Travels through snow globe
To her who travels – sleep
To the wayfarer – the way
Remember! – Forget.
- Marina Tsvetaeva
That’s the motto preceding Ana Božicevic-Bowling’s Document,
a little chapbook that came out in 2007. It’s been reviewed quite a lot, so I’ll stick to random reflections. It’s just that I keep staring at it because it lives on a closet right next to my computer (and I just realize while typing, the tray where I keep my passports).
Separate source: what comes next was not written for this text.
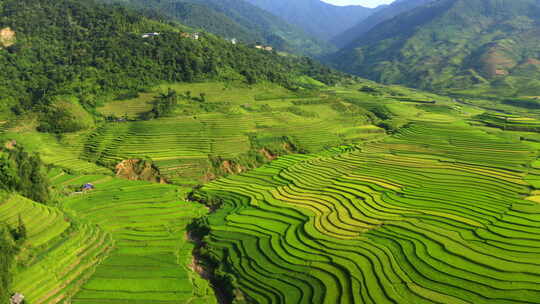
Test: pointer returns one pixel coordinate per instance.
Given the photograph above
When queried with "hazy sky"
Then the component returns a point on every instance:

They are poems that seem to create a world of their own, in which innumerable connections are made that might otherwise seem odd. Now that nearly sounds like some kind of textbook definition of poetry in general. Perhaps one difference with a general literary kind of ‘making strange’ is that the poems in Document somehow take this one notch further, nearly in a pataphysical sense of skipping one step to connect things that otherwise seem unrelated. Then ‘I write a letter in your handwriting’, for example, feels as if a story is unfolding as you read it.
‘Somewhere a pillowcase.
Somewhere I allow
My head
Out of the hat, & the oval mother
The incontinent father
Walk down the brim.
Their sorrowful valises
& tiny centurions march
down my collarbone
into one open palm.’
Like a little dark-red carpet, magic, but soft and warm. But at the same time its objects and people are popping out of each other all over the place. Child out of mother and vice versa. Pillow, hat, head, child, parents, palm. All the elements in this poem and others in Document seem to form the cloud of an idea that can be rearranged, like a garden and snow in a snow globe.
A multiplicity of things connected through the intensity of sensation, “a voice joins in / from each-standing-thing.”
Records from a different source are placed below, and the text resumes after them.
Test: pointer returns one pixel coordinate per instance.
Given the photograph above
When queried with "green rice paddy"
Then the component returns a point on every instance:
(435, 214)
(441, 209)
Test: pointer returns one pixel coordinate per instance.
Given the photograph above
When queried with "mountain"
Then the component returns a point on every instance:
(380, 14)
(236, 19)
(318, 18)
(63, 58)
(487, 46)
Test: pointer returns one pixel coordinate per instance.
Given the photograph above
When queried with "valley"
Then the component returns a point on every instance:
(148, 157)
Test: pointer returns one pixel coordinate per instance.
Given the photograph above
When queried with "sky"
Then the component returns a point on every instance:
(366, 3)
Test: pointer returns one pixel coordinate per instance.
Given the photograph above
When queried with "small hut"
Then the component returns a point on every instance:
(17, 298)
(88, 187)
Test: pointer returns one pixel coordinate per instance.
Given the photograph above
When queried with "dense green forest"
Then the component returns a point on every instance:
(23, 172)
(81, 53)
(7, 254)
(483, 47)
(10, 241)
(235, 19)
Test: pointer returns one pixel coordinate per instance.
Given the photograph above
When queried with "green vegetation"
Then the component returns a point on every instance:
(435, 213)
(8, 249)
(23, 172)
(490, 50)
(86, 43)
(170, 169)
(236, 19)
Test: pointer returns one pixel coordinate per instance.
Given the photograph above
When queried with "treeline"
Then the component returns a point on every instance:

In ‘Rhode Island’ this cloud is formed by, acorn, button, star, traveller, (and once again family from hat)..
‘From water and wood
You build on the jetty
A shrine, and place
1. an acorn
2. a button
on the salt-worn planks.
(O traveller. Grey star.
From your hat, when you upend it,
your small family upturn their faces.)
And morningly
Nebulae, red-throated
Waterbirds,
Typestrokes of
fish
visit the shrine
(to view the film
of a coat, departing).’
And what / who is in charge of the rearranging of these poem snow globes? :
ether, fierce innocence, apostrophe, melancholy, “— The hurry to embrace”, ‘neutral’ observations of a strange and wonderful glowing world, movements toward something that was never there, the doubling back to try “describe this solitude. ‘Like / the emptiness of his pockets.’”, “a / nightingale, breaking the wall / of sound”.